Digg, who enjoys all the privileges of a premium Adsense publisher, today dumped the Google Advertising program in favor of Microsoft who will now serve advertising to over 150 million eyeballs that hit Digg every month.
Kevin Rose and the wise Digg army are no fans of Microsoft. Infact, if you even submit a story on Digg highlighting some bug in MS-DOS of the early 90's, it's likely to reach the Digg front page in no time. Then why did Kevin switch from GOOG to MSFT?
[A search for Microsoft on Digg shows Google Ads related to Diabetes, Cholesterol and Air Valves]
Poor Conversion of CPC Ads:
I was listening to Tim Ferris of The Four Hour Week here and he said that his blog has been on the Digg home page atleast half a dozen times in less than a month. Whenever that would happen, he would see an avalanche of visitors coming to his website but the conversion ratio was negligible.
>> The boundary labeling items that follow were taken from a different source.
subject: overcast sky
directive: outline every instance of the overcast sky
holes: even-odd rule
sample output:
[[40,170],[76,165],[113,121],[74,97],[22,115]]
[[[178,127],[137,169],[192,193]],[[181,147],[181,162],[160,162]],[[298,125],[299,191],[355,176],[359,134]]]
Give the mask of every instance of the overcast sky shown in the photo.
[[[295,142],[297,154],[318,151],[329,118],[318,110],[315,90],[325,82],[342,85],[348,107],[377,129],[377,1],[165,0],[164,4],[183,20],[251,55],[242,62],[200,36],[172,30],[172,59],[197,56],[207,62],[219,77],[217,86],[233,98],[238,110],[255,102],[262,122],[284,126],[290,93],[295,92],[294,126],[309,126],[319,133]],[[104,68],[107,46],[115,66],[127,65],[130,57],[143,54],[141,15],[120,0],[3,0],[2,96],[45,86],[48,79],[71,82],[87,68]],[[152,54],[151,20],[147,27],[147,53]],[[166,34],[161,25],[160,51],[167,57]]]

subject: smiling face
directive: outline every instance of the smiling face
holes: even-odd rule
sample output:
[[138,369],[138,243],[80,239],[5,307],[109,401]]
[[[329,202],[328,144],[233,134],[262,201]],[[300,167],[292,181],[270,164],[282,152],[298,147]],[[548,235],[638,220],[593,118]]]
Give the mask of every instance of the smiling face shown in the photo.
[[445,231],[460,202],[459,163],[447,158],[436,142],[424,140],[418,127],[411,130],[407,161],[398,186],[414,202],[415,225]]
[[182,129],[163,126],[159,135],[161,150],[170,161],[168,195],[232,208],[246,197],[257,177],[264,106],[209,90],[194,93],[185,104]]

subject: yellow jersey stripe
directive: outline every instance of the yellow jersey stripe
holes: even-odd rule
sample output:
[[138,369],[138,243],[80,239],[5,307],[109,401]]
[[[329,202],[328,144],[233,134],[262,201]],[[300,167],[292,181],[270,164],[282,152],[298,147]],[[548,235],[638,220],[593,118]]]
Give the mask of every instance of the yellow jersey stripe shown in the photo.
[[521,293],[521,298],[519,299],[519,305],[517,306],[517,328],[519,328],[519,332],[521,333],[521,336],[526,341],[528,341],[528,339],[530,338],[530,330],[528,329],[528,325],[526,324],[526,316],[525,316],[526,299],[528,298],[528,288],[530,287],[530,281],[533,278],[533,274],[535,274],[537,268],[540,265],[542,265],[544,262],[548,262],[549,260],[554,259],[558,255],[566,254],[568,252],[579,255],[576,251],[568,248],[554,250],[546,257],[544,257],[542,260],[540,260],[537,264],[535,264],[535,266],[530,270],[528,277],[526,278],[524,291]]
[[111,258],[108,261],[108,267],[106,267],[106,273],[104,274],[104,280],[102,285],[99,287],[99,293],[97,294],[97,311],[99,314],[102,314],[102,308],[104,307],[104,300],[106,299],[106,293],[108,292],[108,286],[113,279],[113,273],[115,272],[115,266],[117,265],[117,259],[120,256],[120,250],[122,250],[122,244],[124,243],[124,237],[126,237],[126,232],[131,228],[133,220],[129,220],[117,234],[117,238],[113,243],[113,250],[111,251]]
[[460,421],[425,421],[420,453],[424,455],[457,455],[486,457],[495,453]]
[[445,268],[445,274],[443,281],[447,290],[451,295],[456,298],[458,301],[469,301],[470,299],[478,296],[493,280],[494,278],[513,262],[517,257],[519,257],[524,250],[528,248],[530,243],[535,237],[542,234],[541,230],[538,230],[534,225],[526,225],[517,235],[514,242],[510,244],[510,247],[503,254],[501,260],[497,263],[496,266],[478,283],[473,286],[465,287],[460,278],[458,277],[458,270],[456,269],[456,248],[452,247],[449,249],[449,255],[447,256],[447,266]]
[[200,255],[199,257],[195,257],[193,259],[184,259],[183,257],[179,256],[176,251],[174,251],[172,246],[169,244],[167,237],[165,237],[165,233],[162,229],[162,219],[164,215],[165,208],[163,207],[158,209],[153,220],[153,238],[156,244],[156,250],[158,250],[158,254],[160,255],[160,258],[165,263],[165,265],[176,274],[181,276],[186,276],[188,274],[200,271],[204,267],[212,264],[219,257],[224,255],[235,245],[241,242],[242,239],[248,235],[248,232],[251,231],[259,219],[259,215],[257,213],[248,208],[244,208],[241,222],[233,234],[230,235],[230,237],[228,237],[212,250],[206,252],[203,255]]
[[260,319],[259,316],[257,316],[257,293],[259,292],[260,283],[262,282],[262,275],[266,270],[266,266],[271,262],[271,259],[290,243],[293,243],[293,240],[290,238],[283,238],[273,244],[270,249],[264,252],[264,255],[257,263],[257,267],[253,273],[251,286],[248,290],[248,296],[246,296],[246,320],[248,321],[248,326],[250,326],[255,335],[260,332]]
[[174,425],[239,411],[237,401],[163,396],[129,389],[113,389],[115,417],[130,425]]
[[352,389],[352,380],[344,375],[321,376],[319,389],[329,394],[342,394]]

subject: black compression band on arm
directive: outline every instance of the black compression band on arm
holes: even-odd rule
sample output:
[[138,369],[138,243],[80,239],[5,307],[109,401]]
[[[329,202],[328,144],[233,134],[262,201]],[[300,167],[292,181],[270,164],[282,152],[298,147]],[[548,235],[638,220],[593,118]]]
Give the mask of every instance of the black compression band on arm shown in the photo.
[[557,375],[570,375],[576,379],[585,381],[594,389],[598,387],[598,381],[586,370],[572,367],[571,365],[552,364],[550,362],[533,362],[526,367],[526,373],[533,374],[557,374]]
Tim felt that most Digg visitors were like 15 year old** Warcraft loving kids who came, who saw and then went away. On the other hand, if that same post was linked / recommended by some influential blogger like Robert Scoble, Tim felt much better as far as the conversion ratio was concerned.
Tim's observation may explain why advertisers may be shying away from placing CPC ads infront of the highly tech-savvy audience of Digg - they are not converting. [TechCrunch CPC figures]
Traffic from Search Engines:
It's a well-known fact that visitors who come via search engines convert best because they are in dire need of information and in that mode to buy products. Digg stories are placed well in organic search results, often at a higher position than the actual story, but the traffic that comes from search engines may not be converting well.
Why ? Because the search engine visitors are less likely to read the online ads on the Digg webpage - they are more inclined towards visiting the site that's linked from that Digg page. So the CPM ad impression may go waste.
Related: My experience with Digg Traffic
**According to Federated Media, Digg readership is 94% male, 39% publish their own blog, 52% are IT professionals and most of them are in the 18-39 age group.